The thief who robbed Steve Jobs' home in July may not have been clowning around. But one of the iPads he stole ended up doing so.
Professional entertainer "Kenny the Clown" reportedly received the hot iPad from a friend, 35-year-old Kariem McFarlin, who has confessed to the crime and is being held in jail in lieu of bail before he appears in court on Monday.
Jobs' Palo Alto home was robbed on July 17 of more than $60,000 in computers and other items, the Santa Clara County District Attorney's office revealed on Tuesday. The burglar was caught only after powering up the computers he had snatched, which communicated with Apple servers for updates. That process alerted Apple security people and the local police, who tracked the stolen goods to the source.
Kenny the Clown, whose real name is Kenneth Kahn, said he had no idea that the iPad was stolen or that it had belonged to Steve Jobs, according to the San Jose Mercury News. Kahn had actually been using the tablet to play songs for kids during his clown performances.

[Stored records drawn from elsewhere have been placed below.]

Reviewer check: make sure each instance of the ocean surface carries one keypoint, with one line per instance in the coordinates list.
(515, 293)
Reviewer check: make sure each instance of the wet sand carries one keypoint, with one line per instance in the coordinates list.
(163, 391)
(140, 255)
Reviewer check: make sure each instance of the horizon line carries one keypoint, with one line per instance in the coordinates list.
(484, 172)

Reportedly, it wasn't until police took custody of the iPad and McFarlin was arrested for the crime that Kahn realized he was using stolen merchandise once owned by the late Apple chief in his act. He said he simply assumed that McFarlin had bought a new iPad and was giving away his old one to a friend, the Mercury News said.
The two men apparently met and became friends more than 10 years ago when Kahn had coached McFarlin on the Encinal High School basketball team in Alameda, Calif. Kahn's Twitter page describes him as a professional clown, mayorial candidate, and substitute school teacher.

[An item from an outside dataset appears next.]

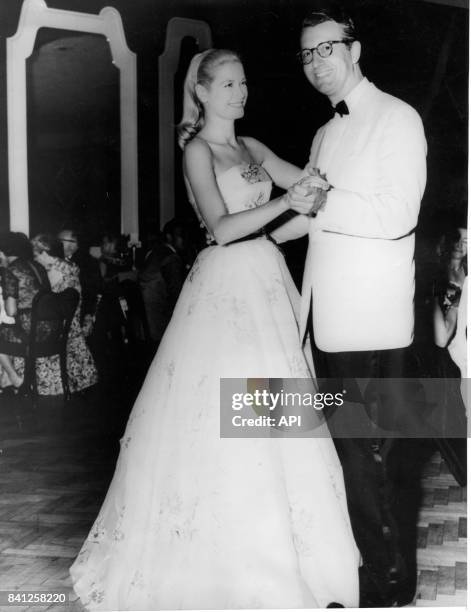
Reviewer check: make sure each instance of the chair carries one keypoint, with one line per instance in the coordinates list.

However, the story does seem a bit fishy.
After McFarlin was arrested, he reportedly said he robbed the house because he was homeless, in "dire straits," and living out of his
car. But why would a supposedly homeless man give away his stolen goods for free? And if the accused McFarlin were homeless, wouldn't Kahn be a tad suspicious after receiving a free iPad from his friend?
McFarlin was also originally scheduled to be represented by a public defender.
But now the defendant reportedly will be represented by a private attorney, who wants to remain anonymous until Monday's hearing, the Mercury News added.
What started out as a seemingly simple robbery seems to be shaping up into something stranger and stranger.